The iJoin program seeks to manage risk by efficiently positioning your investment according to the program’s analysis and your personal risk tolerance, age, savings and retirement goals. The process is designed to reduce volatility and favors capital preservation by selecting the asset classes and styles that are proving to be strong performers (positive momentum) and eliminating the asset classes that are experiencing poor performance (negative momentum). This program does not guarantee that your investment will be in the best performing fund over any given time period.

We urge you to contact us now in order to assist you in the above. We will help you address your company’s retirement plan needs and obligations.

We have witnessed quite a lot of dialogue over the past several years surrounding
the fiduciary obligations of retirement plan sponsors. Every year, the standard
for fiduciary conduct seems to expand the liability of those responsible for the management of a plan. Plan sponsors and fiduciaries have become very concerned with their fiduciary responsibilities as well as the risks connected with their particular employee benefit plan obligations. Plan sponsors wish to comprehend how they may meet these types of fiduciary responsibilities and also minimize any fiduciary risk for their companies and also for individuals.

Fiduciary risk mitigation needs to be an essential strategy for every plan sponsor
and fiduciary in helping assess, comprehend and isolate duties and responsibilities
as a result of a fiduciary and support the plan sponsor in demonstrating that they’re achieving their obligations.

In other words, developing robust fiduciary risk mitigation procedures:

  • Defends the financial viability of your {firm|business|corporation}.
  • Safeguards the financial viability of the individual fiduciary.
  • Will help plan sponsors grasp the implications of any fiduciary infraction.
  • Will help plan sponsors undertake recommended action in order to mitigate their particular risks.

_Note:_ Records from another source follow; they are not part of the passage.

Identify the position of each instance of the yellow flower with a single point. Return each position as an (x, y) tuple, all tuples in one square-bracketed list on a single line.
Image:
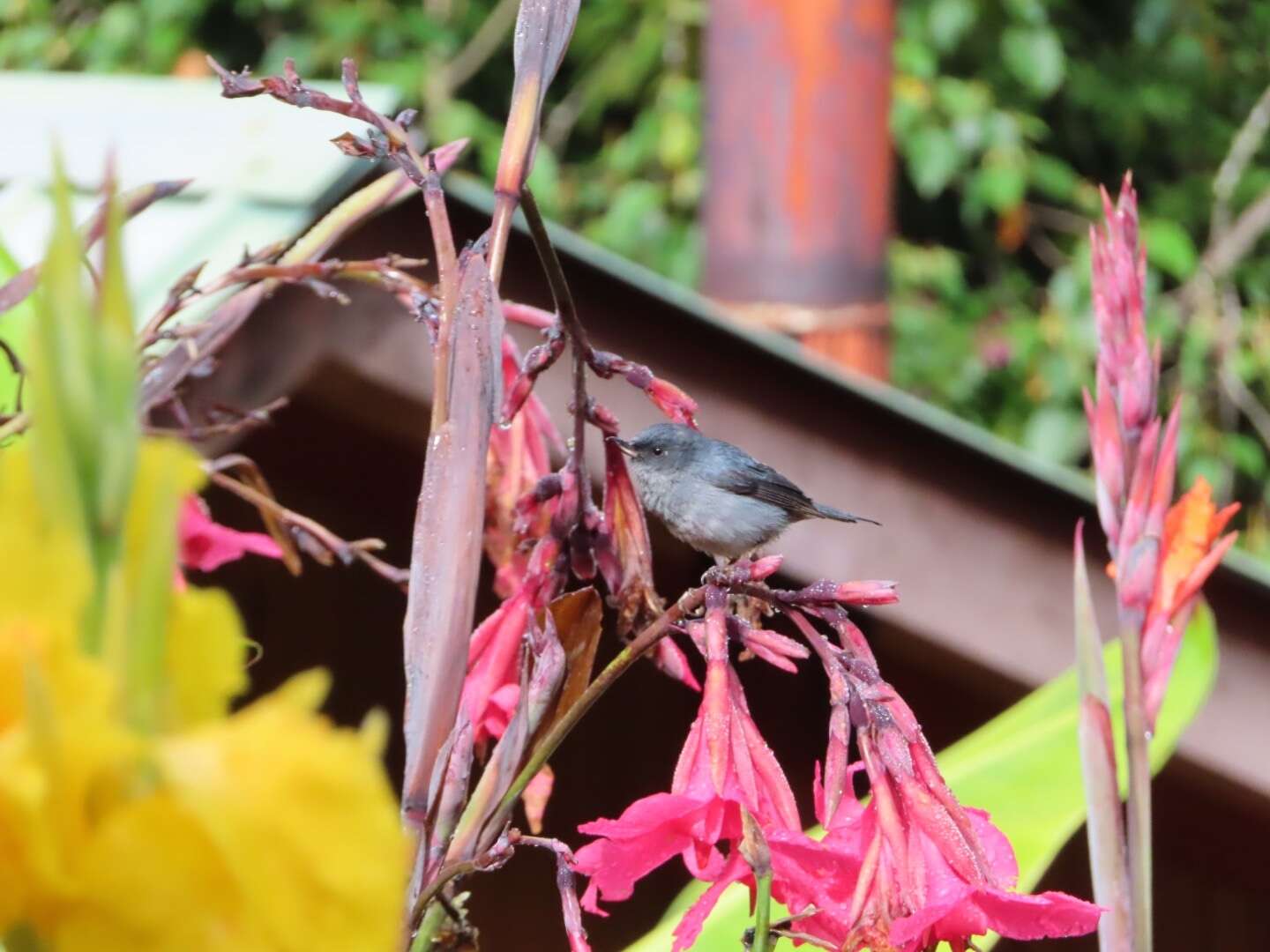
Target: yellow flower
[(1192, 525), (268, 829)]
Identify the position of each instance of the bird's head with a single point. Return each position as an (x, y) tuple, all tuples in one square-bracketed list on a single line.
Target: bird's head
[(661, 449)]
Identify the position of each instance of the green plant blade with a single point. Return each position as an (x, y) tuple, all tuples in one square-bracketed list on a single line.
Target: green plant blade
[(1022, 767), (1104, 827)]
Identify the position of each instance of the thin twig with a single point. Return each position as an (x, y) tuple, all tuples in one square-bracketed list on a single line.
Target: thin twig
[(577, 333), (16, 424), (243, 420), (1244, 146), (482, 45), (19, 371), (343, 550), (551, 740)]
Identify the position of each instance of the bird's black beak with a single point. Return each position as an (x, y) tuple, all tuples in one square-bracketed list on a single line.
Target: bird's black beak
[(624, 446)]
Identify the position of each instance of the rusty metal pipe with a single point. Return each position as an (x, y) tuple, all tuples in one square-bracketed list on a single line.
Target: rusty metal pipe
[(798, 202)]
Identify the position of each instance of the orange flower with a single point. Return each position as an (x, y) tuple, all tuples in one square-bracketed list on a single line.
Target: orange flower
[(1191, 530), (1191, 553)]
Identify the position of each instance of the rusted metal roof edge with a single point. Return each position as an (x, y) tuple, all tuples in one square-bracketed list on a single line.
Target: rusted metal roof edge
[(474, 192)]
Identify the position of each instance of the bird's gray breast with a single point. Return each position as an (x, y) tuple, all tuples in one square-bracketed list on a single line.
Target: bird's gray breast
[(714, 519)]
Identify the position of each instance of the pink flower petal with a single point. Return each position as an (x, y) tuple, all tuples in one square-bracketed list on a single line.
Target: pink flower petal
[(205, 545)]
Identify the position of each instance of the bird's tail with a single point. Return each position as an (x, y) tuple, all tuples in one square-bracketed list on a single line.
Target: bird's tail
[(828, 512)]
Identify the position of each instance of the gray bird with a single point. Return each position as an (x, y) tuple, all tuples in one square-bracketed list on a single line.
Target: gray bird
[(716, 496)]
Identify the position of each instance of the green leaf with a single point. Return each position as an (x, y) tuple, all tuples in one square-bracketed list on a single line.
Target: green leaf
[(14, 331), (932, 158), (947, 20), (84, 381), (1057, 433), (1035, 57), (1022, 767), (1104, 827), (1169, 248)]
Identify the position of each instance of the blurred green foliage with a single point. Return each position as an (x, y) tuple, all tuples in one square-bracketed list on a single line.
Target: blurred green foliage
[(1005, 115)]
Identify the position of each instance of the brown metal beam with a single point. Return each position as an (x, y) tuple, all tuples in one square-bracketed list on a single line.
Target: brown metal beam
[(982, 550)]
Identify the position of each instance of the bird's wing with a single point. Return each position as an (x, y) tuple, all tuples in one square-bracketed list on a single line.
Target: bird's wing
[(755, 479)]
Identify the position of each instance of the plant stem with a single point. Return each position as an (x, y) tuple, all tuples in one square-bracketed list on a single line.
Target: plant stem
[(631, 652), (762, 913), (16, 424), (1139, 788), (427, 933), (573, 328), (646, 640)]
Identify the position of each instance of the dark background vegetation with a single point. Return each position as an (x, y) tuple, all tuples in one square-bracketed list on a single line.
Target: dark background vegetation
[(1005, 117)]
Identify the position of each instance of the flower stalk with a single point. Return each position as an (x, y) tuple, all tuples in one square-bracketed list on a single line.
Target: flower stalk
[(1160, 557)]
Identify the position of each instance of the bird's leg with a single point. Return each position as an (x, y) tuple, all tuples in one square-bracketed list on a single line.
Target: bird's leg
[(714, 576)]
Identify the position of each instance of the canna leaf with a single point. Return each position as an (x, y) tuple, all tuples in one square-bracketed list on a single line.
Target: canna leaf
[(1022, 767), (1105, 825)]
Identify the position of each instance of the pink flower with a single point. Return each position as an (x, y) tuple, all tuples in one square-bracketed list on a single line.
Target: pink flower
[(492, 687), (725, 764), (915, 867), (519, 458), (865, 903), (625, 554), (205, 545)]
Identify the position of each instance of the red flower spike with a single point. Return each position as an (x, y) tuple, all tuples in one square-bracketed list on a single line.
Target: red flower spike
[(1109, 464), (765, 568), (536, 796), (914, 867), (626, 557), (492, 686), (1192, 547), (1137, 553), (565, 865), (519, 461), (834, 800), (850, 593), (672, 401), (724, 764), (528, 315), (673, 663), (206, 545)]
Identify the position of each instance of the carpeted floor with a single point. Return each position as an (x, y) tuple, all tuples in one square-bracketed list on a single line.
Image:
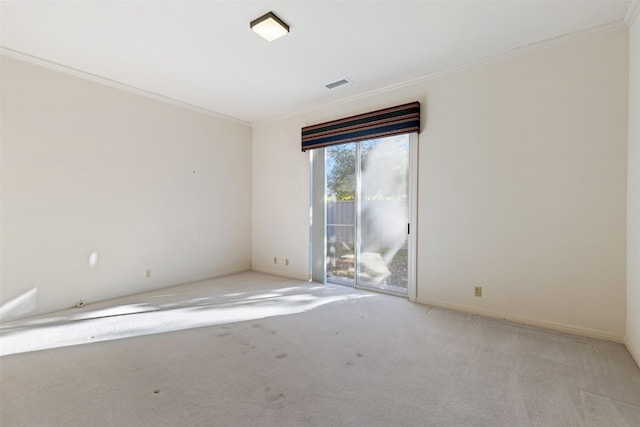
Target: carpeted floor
[(258, 350)]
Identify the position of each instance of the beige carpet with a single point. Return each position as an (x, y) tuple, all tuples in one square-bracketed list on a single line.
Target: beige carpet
[(258, 350)]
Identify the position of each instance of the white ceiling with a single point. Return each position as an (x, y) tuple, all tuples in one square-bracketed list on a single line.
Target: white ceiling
[(204, 54)]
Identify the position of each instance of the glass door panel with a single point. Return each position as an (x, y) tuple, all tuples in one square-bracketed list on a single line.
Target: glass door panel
[(341, 213), (384, 214), (367, 187)]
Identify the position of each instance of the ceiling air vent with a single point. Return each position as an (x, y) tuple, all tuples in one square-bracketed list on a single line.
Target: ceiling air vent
[(337, 83)]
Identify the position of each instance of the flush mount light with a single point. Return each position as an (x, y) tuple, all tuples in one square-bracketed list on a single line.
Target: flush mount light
[(269, 26)]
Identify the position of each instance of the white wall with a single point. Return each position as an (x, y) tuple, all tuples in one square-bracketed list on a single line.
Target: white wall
[(522, 186), (633, 196), (86, 167)]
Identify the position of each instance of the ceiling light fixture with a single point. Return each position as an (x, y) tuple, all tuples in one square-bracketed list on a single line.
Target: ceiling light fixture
[(269, 26)]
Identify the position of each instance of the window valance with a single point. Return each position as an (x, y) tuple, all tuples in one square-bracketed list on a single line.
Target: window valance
[(396, 120)]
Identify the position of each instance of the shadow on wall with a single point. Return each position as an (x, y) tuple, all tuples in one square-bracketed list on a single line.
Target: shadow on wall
[(20, 306), (171, 312)]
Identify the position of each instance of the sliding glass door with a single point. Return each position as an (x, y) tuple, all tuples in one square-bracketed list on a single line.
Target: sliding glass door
[(367, 213)]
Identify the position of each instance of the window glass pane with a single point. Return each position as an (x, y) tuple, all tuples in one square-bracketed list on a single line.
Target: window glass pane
[(341, 212), (383, 261)]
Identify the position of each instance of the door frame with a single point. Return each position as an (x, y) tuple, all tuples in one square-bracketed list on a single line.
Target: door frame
[(318, 215)]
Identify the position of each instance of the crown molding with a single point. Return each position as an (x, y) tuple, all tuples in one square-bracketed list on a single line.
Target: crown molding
[(24, 57), (632, 12), (515, 52)]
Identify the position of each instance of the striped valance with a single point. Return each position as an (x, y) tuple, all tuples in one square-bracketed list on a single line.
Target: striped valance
[(377, 124)]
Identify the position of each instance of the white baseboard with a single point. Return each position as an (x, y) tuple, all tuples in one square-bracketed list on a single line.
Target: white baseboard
[(526, 321), (635, 351)]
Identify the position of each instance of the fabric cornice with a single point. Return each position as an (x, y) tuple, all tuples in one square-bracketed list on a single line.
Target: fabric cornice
[(396, 120)]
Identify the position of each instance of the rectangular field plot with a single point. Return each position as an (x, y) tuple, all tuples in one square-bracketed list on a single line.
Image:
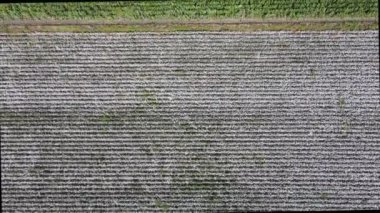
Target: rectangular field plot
[(124, 122)]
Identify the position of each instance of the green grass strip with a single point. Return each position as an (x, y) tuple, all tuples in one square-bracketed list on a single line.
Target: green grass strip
[(190, 10)]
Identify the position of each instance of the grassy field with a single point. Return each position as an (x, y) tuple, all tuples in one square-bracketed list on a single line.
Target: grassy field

Fiduciary risk mitigation was designed to develop procedures and processes which protect the plan sponsor and individual fiduciaries. The majority of plan sponsors recognize that plan fiduciaries have a responsibility to behave in the interest of the plan and plan participants. Nevertheless, the same plan sponsors usually find it hard to define who actually is a fiduciary to their plan. Furthermore, plan sponsors are usually not aware that being a fiduciary can put their personal assets at an increased risk. Plan
sponsors who may have not implemented these procedures and processes have not only elevated the financial risk for their organization, they’ve also elevated the financial
liability of the individuals who are fiduciaries to the plan(s).